On September 30, 2021, Secretary of Homeland Security Alejandro Mayorkas issued “Guidelines for the Enforcement of Civil Immigration Law.” The guidance prioritized the apprehension and removal of noncitizens who are a threat to:

  • National security
  • Public safety
  • Border security

The rationale behind the memo is that the Department of Homeland Security does not have the resources to go after all of the estimated 11 million noncitizens living in the U.S. without legal permission. Instead, Mayorkas prioritized focusing on immigrants who pose a security risk.

The guidance is non-binding and is not law. Nothing in the guidance gives any rights to any immigrant. The guidance also does not preempt state or local laws or tell states how to sentence criminal defendants who are noncitizens. All it does is tell federal agents how to enforce federal law — and even in that, the guidance is non-binding, so individual agents still have discretion in pursuing removals.

Three States Argued Guidance Hurts Their Economies

Three states still took issue with the guidance. The attorneys general for Arizona, Montana, and Ohio sued in federal court in Ohio, seeking to prevent the guidance from going into effect. The states argued that the guidance would hurt them economically by reducing the number of noncitizen removals in their states. The district court judge agreed and issued a nationwide injunction, requiring DHS agents in every state to ignore the memo. The federal government appealed to the Sixth Circuit.

Sixth Circuit Sides With Federal Government

In order to justify a preliminary injunction, a court must find the following:

  • The applicant made “a strong showing” that they are “likely to succeed on the merits”
  • The applicant will be “irreparably injured” without a stay
  • A stay does not “substantially injure the other parties” in the case; and
  • The “public interest” favors a stay

A unanimous three-member panel of the Sixth Circuit lifted the injunction, holding that the states failed to meet any of the above requirements. While the Sixth Circuit opinion goes in-depth about these issues, the bottom line is that since the guidance was non-binding, it wasn’t clear the states would be harmed, the court doubted the states’ legal arguments on the merits, and the public interest favored the federal government.

Judge Jeffrey Sutton’s Concurrence

Judge Jeffrey Sutton, appointed in 2003 by George W. Bush, wrote the opinion for the court. He added a concurrence to note that “[c]all them what you will — nationwide injunctions or universal remedies — they seem to take the judicial power beyond its traditionally understood uses.”

According to a Department of Justice estimate, it’s a tool district court judges are wielding far more often in recent years. The DOJ estimates nationwide injunctions increased by 58% in the Obama administration vs. the Bush administration. During the Trump administration, these injunctions rose to 12 times that of those issued during the Bush administration.
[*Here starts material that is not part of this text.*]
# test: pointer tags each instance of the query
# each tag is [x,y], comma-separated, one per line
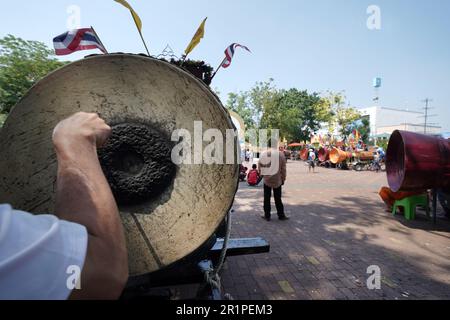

Sutton’s main issue was that based on the district court’s nationwide injunction, 47 states who did not participate in the lawsuit — and thus presumably do not have a strong issue with it — did not want or need the injunction. Sutton went on to list the well-documented problems that preliminary injunctions pose. These include:

  • Encouraging parties to file lawsuits with sympathetic judges (forum shopping)
  • Short-circuiting the ability of appellate courts to weigh in on matters of national importance
  • Preventing the federal government from enforcing a rule even in an area, like immigration, where the legislative and executive branches have wide powers

Sutton noted that the district court, which of course had every right to issue its decision, could have simply imposed the injunction for the three states that filed the lawsuit. There were few, if any, foreseeable problems that would have arisen from issuing a narrower ruling.

Will opinions such as Sutton’s help stem the tide of nationwide injunctions? Time will tell, but for now, it seems as though district courts are still often considering this once-extreme remedy as an appropriate use of judicial power.